La autoría robada en el mundo digital
Como ya hicieran otros medios al nacer, los videojuegos se enfrentan al problema de dar crédito a los artistas que los crean
La semana pasada ocurrió algo curioso. La escritora Sam Maggs (que a sus 33 años ejemplifica a una nueva hornada de autores que pivotan entre la novela, el cómic y los videojuegos), denunciaba el borrado de su nombre del juego Ratchet & Clank: Una dimensión aparte (2021), uno de los mejores de Play Station 5.
La denuncia en su Twitter hablaba, en principio, del nombre de la protagonista femenina de la entrega: Rivet, un hallazgo que reclamaba suyo pero que al final se había, como tantas otras ideas suyas, adjudicado la compañía detrás del juego. Pero su hilo terminaba profundizando (y exponiendo) una problemática mayor, creciente y pertinente que rodea al mundo digital y que cada día se hace más importante tratar: la autoría, un concepto difuso en el mundo de los videojuegos.
En su cómic de 2010 El invierno del dibujante, el gran Paco Roca reflejó una realidad similar: a finales de los años cincuenta, los dibujantes de cómic españoles no eran los creadores de sus obras (hablamos de tebeos inmensamente populares como El Inspector Dan o Zipi y Zape), sino meros asalariados de las editoriales, que se hicieron dueñas de los personajes. La historia de Roca refleja cómo esos artistas (Escobar, Cifré, Peñarroya...) plantaron cara a la más famosa editorial (Bruguera) señalando una realidad incómoda: que en las artes el estatus de autor hay que ganárselo a pulso.
Y es que la del cómic no es una polémica excepcional. Muchos medios han pasado por un proceso similar: al cine le pasó en el primer tercio del siglo pasado y los pintores medievales eran considerados artesanos, no artistas. Es algo común en los primeros compases de vida de un medio.

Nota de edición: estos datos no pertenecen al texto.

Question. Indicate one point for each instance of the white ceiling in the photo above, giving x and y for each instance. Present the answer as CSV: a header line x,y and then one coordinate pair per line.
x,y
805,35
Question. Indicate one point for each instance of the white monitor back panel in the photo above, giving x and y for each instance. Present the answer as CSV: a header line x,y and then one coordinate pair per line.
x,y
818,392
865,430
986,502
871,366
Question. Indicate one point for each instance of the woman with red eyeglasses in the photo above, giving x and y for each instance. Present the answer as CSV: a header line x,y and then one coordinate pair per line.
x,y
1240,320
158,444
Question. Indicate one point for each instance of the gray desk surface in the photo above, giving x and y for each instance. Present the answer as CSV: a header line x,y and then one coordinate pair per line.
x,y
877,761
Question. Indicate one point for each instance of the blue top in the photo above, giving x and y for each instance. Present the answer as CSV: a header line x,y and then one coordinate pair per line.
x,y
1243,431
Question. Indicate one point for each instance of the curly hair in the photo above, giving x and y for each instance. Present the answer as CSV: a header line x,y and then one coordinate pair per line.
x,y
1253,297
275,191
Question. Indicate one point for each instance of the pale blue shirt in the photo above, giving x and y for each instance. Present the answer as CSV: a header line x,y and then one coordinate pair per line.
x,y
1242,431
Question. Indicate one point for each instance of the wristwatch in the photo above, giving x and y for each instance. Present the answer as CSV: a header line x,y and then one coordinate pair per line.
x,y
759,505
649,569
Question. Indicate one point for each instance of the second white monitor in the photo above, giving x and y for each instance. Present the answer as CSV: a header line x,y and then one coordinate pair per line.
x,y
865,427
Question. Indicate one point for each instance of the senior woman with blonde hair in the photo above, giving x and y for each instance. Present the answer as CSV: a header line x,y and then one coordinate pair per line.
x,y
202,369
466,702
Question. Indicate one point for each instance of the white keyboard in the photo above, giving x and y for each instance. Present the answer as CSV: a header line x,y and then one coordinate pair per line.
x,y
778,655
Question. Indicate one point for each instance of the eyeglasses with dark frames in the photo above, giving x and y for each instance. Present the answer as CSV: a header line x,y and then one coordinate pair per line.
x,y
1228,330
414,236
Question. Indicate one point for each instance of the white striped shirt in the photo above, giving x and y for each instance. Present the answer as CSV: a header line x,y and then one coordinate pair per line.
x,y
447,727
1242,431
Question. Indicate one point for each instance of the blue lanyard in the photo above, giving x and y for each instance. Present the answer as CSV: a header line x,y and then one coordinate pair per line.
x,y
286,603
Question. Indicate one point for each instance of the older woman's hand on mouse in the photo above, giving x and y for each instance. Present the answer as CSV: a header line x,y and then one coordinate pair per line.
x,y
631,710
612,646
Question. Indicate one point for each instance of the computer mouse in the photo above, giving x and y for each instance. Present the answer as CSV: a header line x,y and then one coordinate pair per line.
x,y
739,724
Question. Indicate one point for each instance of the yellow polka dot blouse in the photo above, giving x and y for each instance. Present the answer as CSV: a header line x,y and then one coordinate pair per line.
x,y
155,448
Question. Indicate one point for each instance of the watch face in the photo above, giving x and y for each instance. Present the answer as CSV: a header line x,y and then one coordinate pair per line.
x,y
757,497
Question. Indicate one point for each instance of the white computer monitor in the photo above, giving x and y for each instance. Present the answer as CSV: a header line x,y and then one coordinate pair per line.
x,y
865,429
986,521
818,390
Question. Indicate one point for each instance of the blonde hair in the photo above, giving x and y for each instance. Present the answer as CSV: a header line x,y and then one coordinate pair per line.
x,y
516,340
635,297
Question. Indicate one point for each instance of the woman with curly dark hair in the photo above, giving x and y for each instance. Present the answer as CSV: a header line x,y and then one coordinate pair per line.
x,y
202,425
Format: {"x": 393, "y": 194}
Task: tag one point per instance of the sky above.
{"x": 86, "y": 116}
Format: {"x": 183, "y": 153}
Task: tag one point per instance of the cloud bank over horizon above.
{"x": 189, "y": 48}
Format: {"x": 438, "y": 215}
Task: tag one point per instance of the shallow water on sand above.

Pues en los videojuegos constituye un problema presente que no termina de resolverse, como ejemplifica el caso de Maggs: muchos contratos especifican que toda idea que se suelta en un brainstorming deja de ser del escritor/diseñador/desarrollador y pasa a ser de la compañía; y no es extraño que, si alguno de los componentes abandona el desarrollo antes del final del juego, sea eliminado de los créditos independientemente de sus aportes.
La gente se sorprendería de lo fácil que es (muchas veces) contactar por Twitter o medios más prosaicos con directores de grandes juegos, abandonados por una industria que debería mimarlos y que muchas veces se dedican a darse cabezazos intentando levantar proyectos más personales. Hay un puñado de nombres excepcionales, claro. El creador de Mario y Zelda, Shigeru Miyamoto; el padre de la saga Metal Gear, Hideo Kojima; el director de The Last of Us, Neil Druckmann; o el de God of War, Cory Barlog, son nombres que han salido del anonimato y permeado la cultura popular, pero sus casos se pueden contar con los dedos de una mano. La verdad incómoda es que las compañías detrás de los videojuegos (hablamos de las grandes, no de las independientes) no son las empresas más proclives a dar bombo al nombre de un creador, muchas veces por miedo a que, si alcanza fama propia, pueda volar libre y crear sus propias obras sin el paraguas de la marca.
El de Kojima, de hecho, es un caso paradigmático. Despedido de Konami en 2016 tras la salida al mercado de Metal Gear Solid V, creó su propio estudio, Kojima Productions, con el que desarrolló Death Stranding (2019). El hecho de que esos dos juegos llevaran el rótulo “A Hideo Kojima Game”. Es decir, “un juego de Hideo Kojima”, a la manera en que en los carteles de las películas se especifica que el director es Christopher Nolan o Pedro Almodóvar, o en las portadas de los libros que el autor es Edna O’Brien o Javier Cercas, fue (es) todo un hito. Hay una empresa detrás de las obras, evidentemente, pero no por ello se obvia al autor.
Los dibujantes pudieron. Los cineastas también. De los pintores no hace falta hablar porque muchos de sus nombres están en el olimpo de los artistas desde hace siglos, como los de los escritores o arquitectos. Quizá va siendo hora de ponerle padres a los juegos. Quizá va siendo hora de que no sean los Kojimas, o Miyamotos, a los únicos a los que podamos llamar “artistas”.